"Annemin suçu neydi ki bu kadar dayak yemişti? Annemin o gün için tek suçu sofra hazırladığında su getirmemiş olması. Bu dayak için bir bahane olabilir miydi?.."
"Ne kadar seversen sev, ne kadar solmasından korkarsan kork, senden daha güçlü ve acımasız birisi kopartıyordu dalından hiç acımadan. Gözün gibi baktığın çiçekler yerlere atılıyordu."
“Çocukluğumu yaşamak istedikçe bana engel olmaları, içimde yeni açmaya çalışan çiçeklerimi daha açmadan solduruyordu. ‘Ah çocukluk’ sen ne harika bir şeysin ki hala sana olan özlemim bitmiyor. Belki de özlemim, yaşayamadığımız çocukluğumuzdur. Belki de özlemim, çocukluğumuzda hayallerini kurup da yaşayamadan toprağa gömdüğümüz umutlarımızdır.”
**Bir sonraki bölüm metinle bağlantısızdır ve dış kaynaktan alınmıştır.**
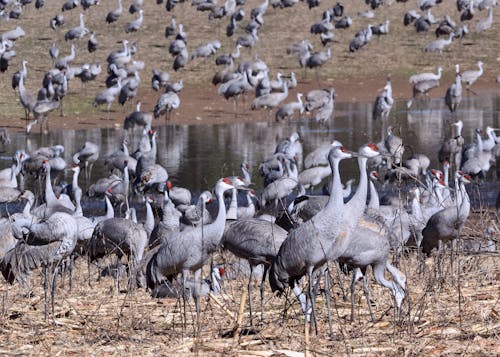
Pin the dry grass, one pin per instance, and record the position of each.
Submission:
(458, 316)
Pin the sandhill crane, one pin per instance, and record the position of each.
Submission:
(65, 61)
(394, 145)
(87, 155)
(454, 93)
(77, 32)
(270, 100)
(165, 104)
(308, 247)
(422, 87)
(420, 77)
(108, 96)
(485, 23)
(44, 244)
(439, 44)
(258, 242)
(120, 236)
(69, 5)
(446, 225)
(451, 149)
(287, 110)
(27, 99)
(470, 76)
(324, 112)
(21, 73)
(92, 44)
(114, 15)
(135, 25)
(383, 102)
(189, 250)
(159, 79)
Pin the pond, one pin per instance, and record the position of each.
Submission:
(196, 156)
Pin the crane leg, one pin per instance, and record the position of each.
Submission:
(328, 301)
(249, 288)
(366, 288)
(262, 286)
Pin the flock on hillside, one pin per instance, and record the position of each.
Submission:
(292, 233)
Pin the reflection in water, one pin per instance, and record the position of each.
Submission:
(196, 156)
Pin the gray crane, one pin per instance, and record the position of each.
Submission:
(165, 104)
(120, 236)
(370, 247)
(87, 156)
(439, 44)
(43, 244)
(258, 242)
(189, 250)
(108, 96)
(26, 98)
(426, 76)
(446, 224)
(383, 103)
(114, 15)
(270, 100)
(453, 95)
(287, 111)
(470, 76)
(485, 24)
(77, 32)
(308, 247)
(324, 113)
(135, 25)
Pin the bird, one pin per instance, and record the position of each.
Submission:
(45, 244)
(446, 224)
(77, 32)
(470, 76)
(454, 93)
(485, 24)
(92, 44)
(135, 25)
(308, 247)
(439, 44)
(383, 102)
(120, 236)
(189, 250)
(427, 76)
(114, 15)
(258, 242)
(287, 111)
(165, 104)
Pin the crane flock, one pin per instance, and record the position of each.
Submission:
(353, 230)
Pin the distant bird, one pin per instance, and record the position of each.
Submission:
(287, 111)
(45, 244)
(92, 44)
(135, 25)
(383, 102)
(77, 32)
(470, 76)
(114, 15)
(256, 241)
(454, 93)
(446, 224)
(485, 24)
(439, 44)
(426, 76)
(165, 104)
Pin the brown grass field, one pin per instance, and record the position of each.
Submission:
(457, 316)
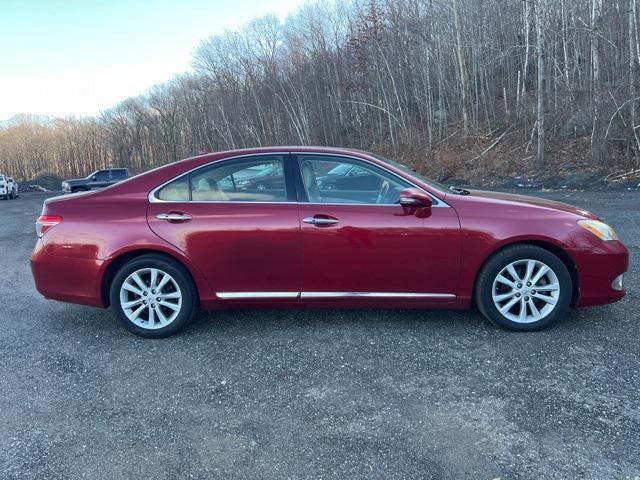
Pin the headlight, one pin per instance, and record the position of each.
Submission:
(599, 229)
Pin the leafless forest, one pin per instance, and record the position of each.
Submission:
(455, 87)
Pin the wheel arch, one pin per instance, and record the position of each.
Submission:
(121, 259)
(551, 247)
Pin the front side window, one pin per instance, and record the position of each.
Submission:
(258, 179)
(102, 175)
(339, 180)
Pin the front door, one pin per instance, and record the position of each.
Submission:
(361, 243)
(242, 232)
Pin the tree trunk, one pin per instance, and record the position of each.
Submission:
(464, 82)
(541, 83)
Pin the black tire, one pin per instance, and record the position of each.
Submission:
(190, 302)
(500, 260)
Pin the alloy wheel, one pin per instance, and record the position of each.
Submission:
(150, 298)
(526, 291)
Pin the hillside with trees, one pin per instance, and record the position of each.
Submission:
(457, 88)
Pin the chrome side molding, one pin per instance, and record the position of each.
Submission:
(263, 295)
(375, 295)
(241, 295)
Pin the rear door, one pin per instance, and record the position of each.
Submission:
(245, 239)
(358, 242)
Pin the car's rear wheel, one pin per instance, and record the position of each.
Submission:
(153, 296)
(524, 287)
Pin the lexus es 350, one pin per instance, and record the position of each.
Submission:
(202, 233)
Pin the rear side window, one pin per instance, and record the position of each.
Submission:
(257, 179)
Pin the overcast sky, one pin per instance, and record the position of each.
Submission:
(78, 57)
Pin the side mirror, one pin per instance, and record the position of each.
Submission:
(414, 198)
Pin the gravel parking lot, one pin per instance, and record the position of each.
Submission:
(317, 394)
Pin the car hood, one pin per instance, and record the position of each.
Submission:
(524, 200)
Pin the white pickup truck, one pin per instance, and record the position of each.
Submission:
(8, 188)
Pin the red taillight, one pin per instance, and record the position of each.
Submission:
(46, 223)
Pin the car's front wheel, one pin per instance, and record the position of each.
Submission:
(153, 296)
(523, 287)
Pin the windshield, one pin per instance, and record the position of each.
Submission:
(428, 181)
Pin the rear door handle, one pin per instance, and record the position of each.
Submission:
(320, 221)
(174, 217)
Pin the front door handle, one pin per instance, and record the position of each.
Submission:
(174, 217)
(320, 221)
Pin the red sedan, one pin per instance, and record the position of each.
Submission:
(195, 234)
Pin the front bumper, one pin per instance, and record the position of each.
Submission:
(598, 271)
(74, 280)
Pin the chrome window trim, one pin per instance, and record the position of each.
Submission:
(303, 295)
(153, 199)
(241, 295)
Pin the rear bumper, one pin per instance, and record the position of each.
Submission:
(74, 280)
(597, 270)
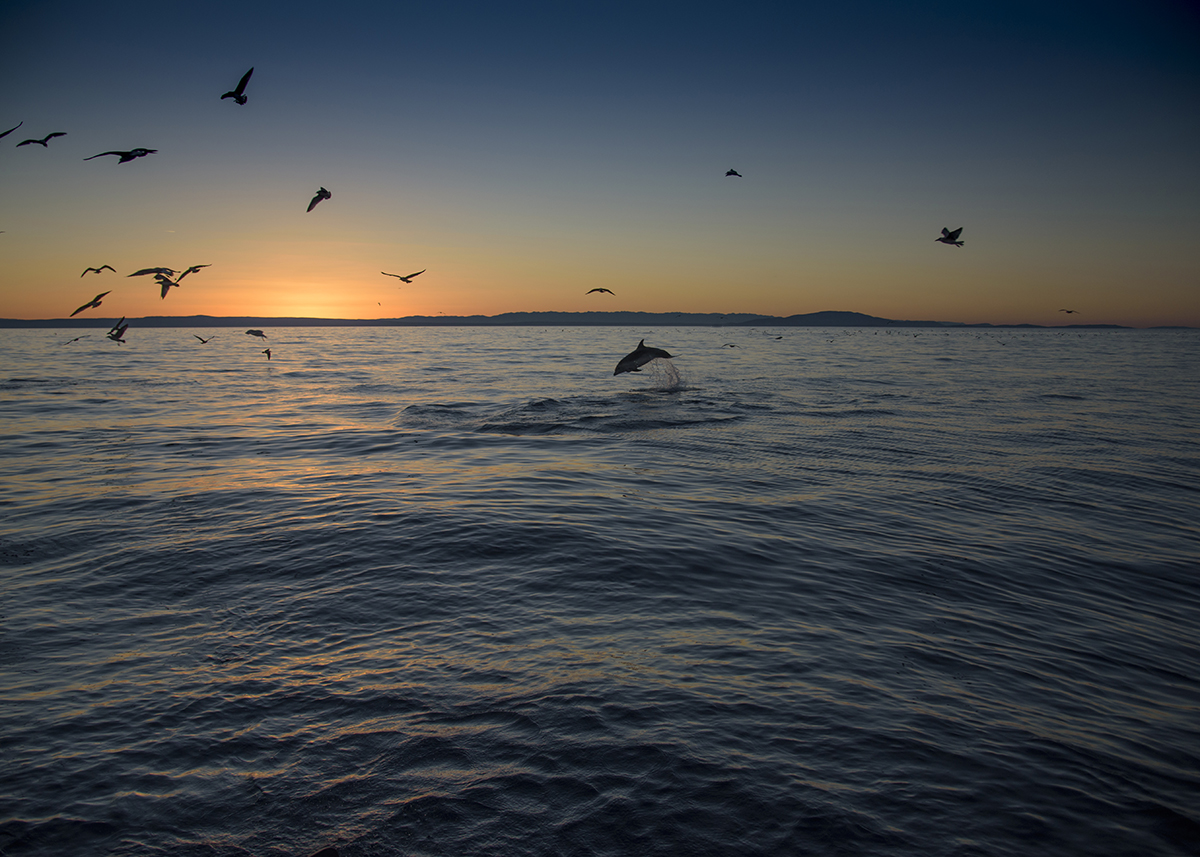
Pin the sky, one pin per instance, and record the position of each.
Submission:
(525, 153)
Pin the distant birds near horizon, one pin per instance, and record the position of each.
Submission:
(405, 277)
(322, 193)
(951, 237)
(94, 301)
(45, 142)
(239, 93)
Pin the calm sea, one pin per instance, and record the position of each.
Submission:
(463, 592)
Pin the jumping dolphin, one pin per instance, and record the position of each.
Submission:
(639, 358)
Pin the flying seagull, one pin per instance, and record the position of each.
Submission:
(402, 277)
(951, 237)
(126, 155)
(94, 301)
(321, 195)
(45, 141)
(639, 358)
(238, 94)
(193, 269)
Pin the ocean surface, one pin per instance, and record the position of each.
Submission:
(462, 592)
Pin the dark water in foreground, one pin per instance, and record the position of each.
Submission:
(462, 592)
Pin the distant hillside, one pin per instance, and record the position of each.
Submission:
(541, 319)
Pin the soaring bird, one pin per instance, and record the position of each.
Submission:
(238, 94)
(321, 195)
(94, 301)
(405, 277)
(126, 155)
(951, 237)
(193, 269)
(45, 141)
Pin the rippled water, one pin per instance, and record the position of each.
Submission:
(463, 592)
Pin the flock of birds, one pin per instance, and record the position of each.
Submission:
(163, 276)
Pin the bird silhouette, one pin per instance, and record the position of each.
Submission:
(405, 277)
(951, 237)
(45, 141)
(238, 93)
(321, 195)
(125, 155)
(94, 301)
(193, 269)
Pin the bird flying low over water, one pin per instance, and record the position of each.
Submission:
(951, 237)
(639, 358)
(238, 93)
(405, 277)
(321, 195)
(45, 141)
(193, 269)
(126, 155)
(94, 301)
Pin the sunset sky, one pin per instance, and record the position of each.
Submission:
(525, 153)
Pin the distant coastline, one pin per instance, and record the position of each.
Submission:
(679, 319)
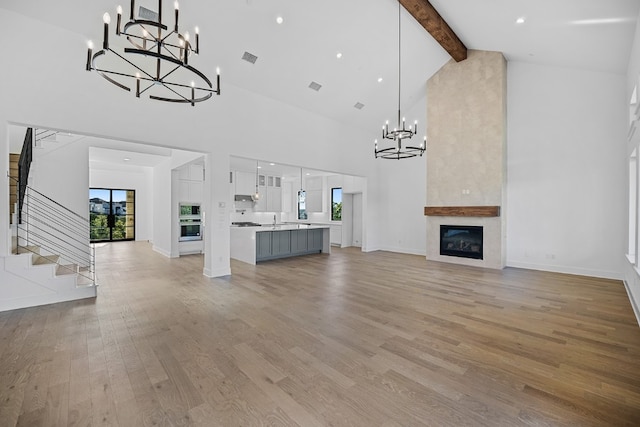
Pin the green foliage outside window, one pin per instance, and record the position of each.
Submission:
(100, 229)
(336, 204)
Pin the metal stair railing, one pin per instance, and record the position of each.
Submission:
(57, 234)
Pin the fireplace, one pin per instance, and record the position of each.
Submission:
(461, 240)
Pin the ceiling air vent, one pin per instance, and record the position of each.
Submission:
(315, 86)
(249, 57)
(148, 15)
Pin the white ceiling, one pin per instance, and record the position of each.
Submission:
(590, 34)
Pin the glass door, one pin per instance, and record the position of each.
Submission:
(111, 214)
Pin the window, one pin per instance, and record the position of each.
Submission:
(336, 204)
(111, 214)
(302, 204)
(633, 220)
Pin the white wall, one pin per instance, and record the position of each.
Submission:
(631, 273)
(566, 170)
(140, 179)
(401, 186)
(64, 96)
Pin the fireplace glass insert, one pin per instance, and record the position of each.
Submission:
(461, 241)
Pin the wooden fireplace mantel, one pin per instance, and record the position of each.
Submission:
(482, 211)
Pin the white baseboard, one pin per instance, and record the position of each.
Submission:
(603, 274)
(633, 302)
(161, 251)
(222, 272)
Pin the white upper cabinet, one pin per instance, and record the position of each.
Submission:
(245, 183)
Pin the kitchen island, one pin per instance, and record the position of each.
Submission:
(267, 242)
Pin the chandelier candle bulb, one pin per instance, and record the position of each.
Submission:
(218, 79)
(177, 6)
(119, 19)
(89, 54)
(107, 19)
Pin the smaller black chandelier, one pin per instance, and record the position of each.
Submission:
(157, 61)
(397, 151)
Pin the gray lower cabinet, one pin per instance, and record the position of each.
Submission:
(286, 243)
(280, 243)
(314, 238)
(298, 241)
(263, 245)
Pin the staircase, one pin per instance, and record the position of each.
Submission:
(13, 184)
(52, 259)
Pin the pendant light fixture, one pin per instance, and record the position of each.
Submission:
(396, 150)
(157, 59)
(256, 196)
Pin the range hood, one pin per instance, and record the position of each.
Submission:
(243, 198)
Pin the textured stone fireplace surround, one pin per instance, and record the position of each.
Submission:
(466, 152)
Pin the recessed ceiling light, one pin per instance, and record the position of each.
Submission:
(315, 86)
(249, 57)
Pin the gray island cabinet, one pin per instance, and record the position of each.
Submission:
(255, 244)
(275, 244)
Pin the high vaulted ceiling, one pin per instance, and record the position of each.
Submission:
(589, 34)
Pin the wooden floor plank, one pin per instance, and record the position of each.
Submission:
(347, 339)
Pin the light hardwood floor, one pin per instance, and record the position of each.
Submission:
(347, 339)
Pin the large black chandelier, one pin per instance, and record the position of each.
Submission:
(156, 59)
(396, 150)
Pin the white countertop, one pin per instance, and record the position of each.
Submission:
(279, 227)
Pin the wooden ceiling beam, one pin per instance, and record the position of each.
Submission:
(431, 20)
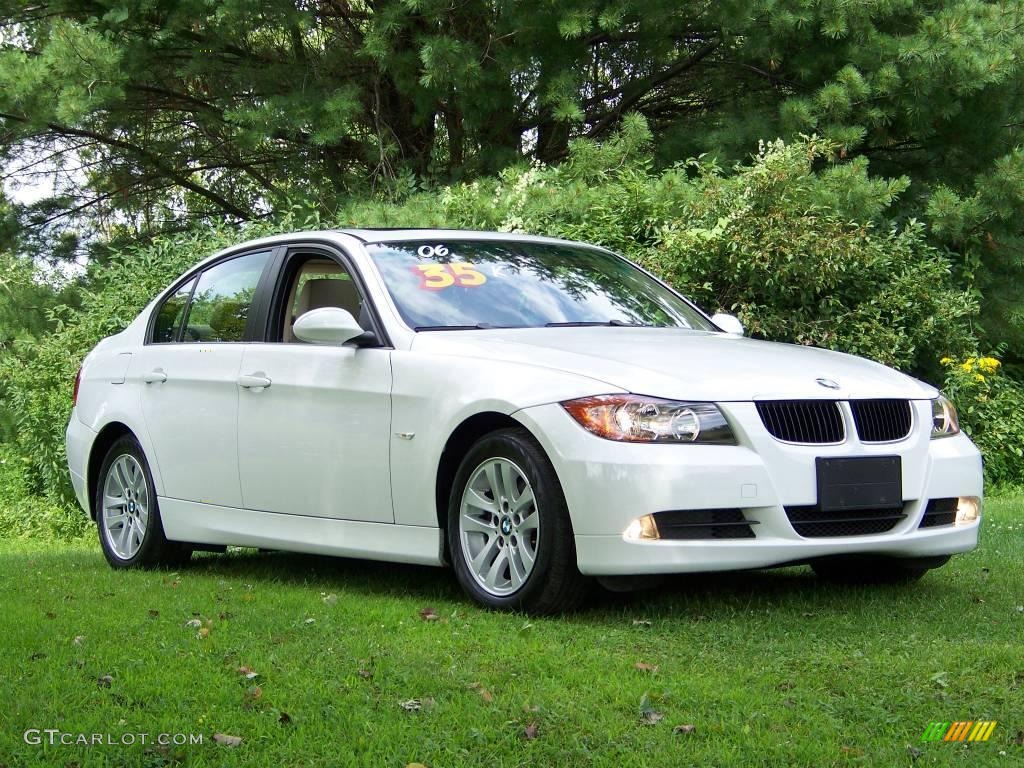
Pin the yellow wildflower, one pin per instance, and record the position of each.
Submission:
(988, 365)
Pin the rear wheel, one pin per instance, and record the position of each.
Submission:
(864, 569)
(509, 530)
(131, 532)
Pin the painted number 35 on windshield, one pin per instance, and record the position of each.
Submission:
(439, 276)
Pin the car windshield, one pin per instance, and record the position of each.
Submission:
(440, 285)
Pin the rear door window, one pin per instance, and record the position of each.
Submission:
(168, 322)
(220, 304)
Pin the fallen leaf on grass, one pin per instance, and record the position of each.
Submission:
(484, 693)
(651, 717)
(226, 740)
(648, 715)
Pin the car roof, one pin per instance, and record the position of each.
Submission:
(394, 235)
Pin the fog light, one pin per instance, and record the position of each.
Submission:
(968, 510)
(642, 527)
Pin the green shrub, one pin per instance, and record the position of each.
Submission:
(26, 516)
(991, 411)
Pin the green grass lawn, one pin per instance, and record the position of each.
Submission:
(771, 668)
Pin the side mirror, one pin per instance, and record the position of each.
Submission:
(330, 325)
(728, 323)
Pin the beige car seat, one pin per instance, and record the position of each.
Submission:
(322, 292)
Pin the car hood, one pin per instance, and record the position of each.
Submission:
(684, 365)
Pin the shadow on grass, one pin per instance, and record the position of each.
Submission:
(793, 591)
(700, 596)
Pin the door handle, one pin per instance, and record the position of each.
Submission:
(256, 381)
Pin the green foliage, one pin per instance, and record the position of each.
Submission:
(800, 255)
(991, 411)
(183, 112)
(26, 516)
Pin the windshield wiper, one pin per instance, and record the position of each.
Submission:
(589, 324)
(477, 327)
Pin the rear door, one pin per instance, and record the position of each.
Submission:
(187, 374)
(313, 439)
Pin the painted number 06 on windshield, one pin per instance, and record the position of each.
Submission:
(439, 276)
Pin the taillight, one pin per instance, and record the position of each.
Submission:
(78, 381)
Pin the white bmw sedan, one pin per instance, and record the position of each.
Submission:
(535, 413)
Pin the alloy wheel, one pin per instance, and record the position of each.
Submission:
(125, 506)
(499, 526)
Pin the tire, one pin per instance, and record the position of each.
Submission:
(136, 540)
(509, 531)
(864, 569)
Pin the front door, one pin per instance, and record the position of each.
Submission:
(187, 376)
(314, 421)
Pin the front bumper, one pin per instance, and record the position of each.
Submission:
(608, 484)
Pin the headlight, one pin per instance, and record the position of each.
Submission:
(633, 418)
(944, 421)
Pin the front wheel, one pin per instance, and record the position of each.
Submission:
(131, 532)
(863, 569)
(509, 530)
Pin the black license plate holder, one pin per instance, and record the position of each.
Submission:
(859, 482)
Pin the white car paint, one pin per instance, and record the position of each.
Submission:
(339, 455)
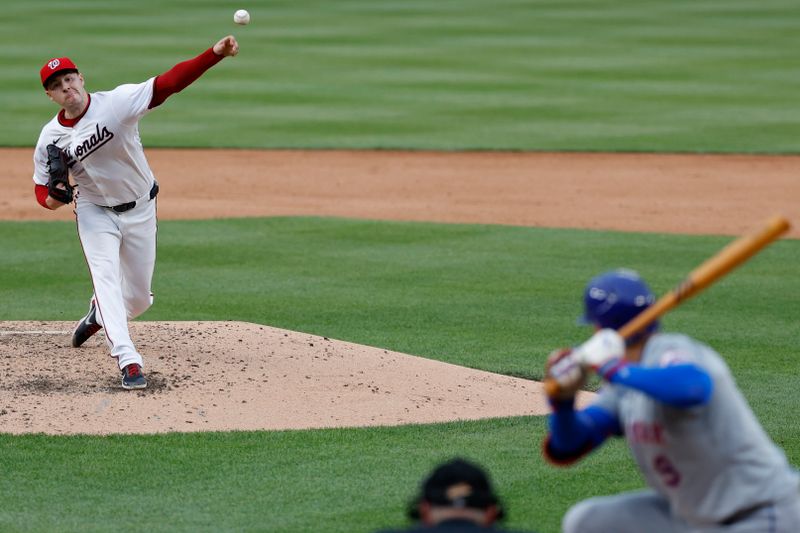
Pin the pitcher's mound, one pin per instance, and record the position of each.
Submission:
(221, 376)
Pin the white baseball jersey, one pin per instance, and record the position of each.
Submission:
(108, 164)
(104, 149)
(710, 461)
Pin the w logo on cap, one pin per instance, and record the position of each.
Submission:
(54, 66)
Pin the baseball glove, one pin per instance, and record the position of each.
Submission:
(58, 187)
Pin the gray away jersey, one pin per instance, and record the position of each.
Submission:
(709, 461)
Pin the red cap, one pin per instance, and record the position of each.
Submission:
(54, 66)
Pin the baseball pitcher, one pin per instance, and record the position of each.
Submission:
(709, 465)
(95, 138)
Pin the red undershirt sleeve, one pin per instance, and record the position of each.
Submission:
(181, 76)
(41, 195)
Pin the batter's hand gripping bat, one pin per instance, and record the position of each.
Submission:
(733, 255)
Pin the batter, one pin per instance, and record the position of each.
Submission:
(115, 202)
(708, 462)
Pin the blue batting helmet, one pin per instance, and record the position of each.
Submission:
(613, 298)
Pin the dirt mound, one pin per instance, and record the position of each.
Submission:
(220, 376)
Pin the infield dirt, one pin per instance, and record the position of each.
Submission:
(226, 376)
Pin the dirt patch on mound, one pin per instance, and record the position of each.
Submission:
(220, 376)
(673, 193)
(231, 376)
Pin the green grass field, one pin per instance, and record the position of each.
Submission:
(492, 297)
(683, 75)
(689, 76)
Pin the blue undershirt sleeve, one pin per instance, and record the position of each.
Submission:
(573, 433)
(681, 385)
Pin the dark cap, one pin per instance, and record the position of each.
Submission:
(55, 66)
(457, 483)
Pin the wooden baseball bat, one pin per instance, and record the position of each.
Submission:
(733, 255)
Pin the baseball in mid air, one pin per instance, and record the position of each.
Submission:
(241, 17)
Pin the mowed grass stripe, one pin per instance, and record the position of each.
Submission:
(576, 75)
(492, 297)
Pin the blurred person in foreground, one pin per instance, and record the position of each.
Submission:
(456, 497)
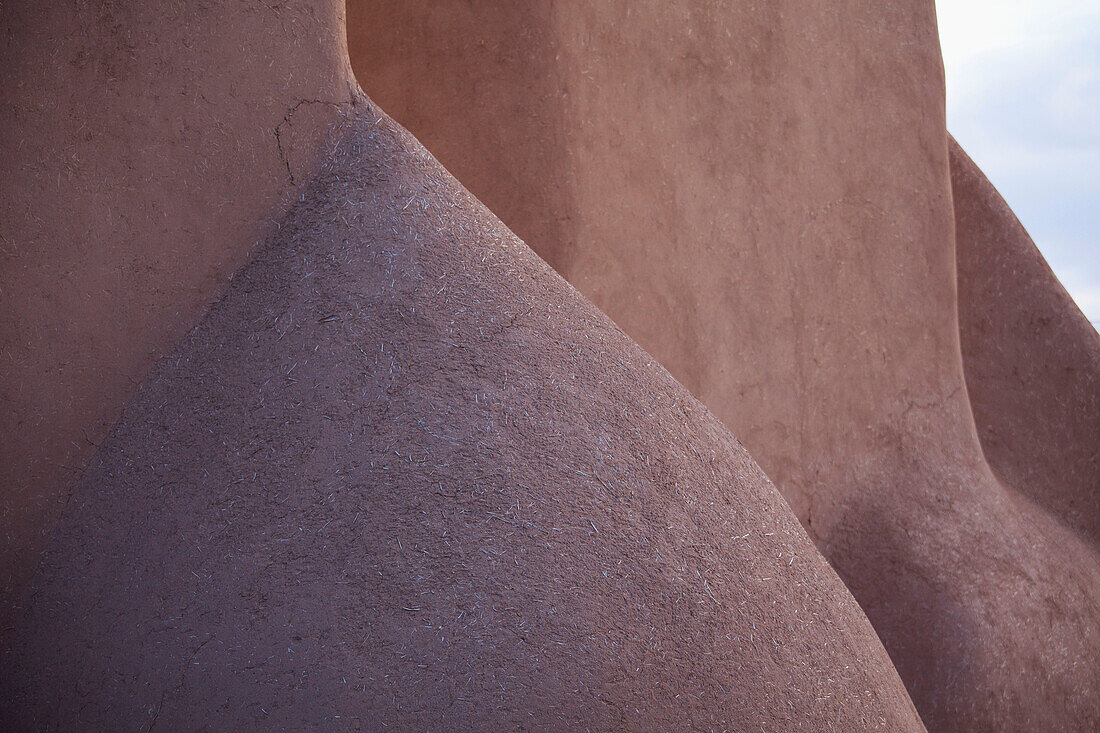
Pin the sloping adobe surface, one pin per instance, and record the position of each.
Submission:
(143, 148)
(1032, 359)
(759, 194)
(404, 474)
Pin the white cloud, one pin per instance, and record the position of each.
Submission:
(1023, 98)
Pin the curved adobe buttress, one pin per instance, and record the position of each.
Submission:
(759, 195)
(1032, 358)
(402, 473)
(145, 149)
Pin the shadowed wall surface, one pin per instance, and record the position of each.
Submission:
(404, 474)
(760, 195)
(136, 176)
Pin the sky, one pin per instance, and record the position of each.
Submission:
(1023, 99)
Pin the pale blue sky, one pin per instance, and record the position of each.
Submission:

Bazı kitaplar sizin yüreğinizde bir etki bırakır ve yutkunsanız bile geçmez. İşte o kitaplardan biri benim için Hayatın Soğuk Yüzü oldu. Okurken bağırmak çağırmak isterken bir yandan da daha neler olacak diye okumaya devam ettim. Bu kitapta sorulması gereken en büyük soru bana göre; Her şeye rağmen bir kişiyi affeder misiniz?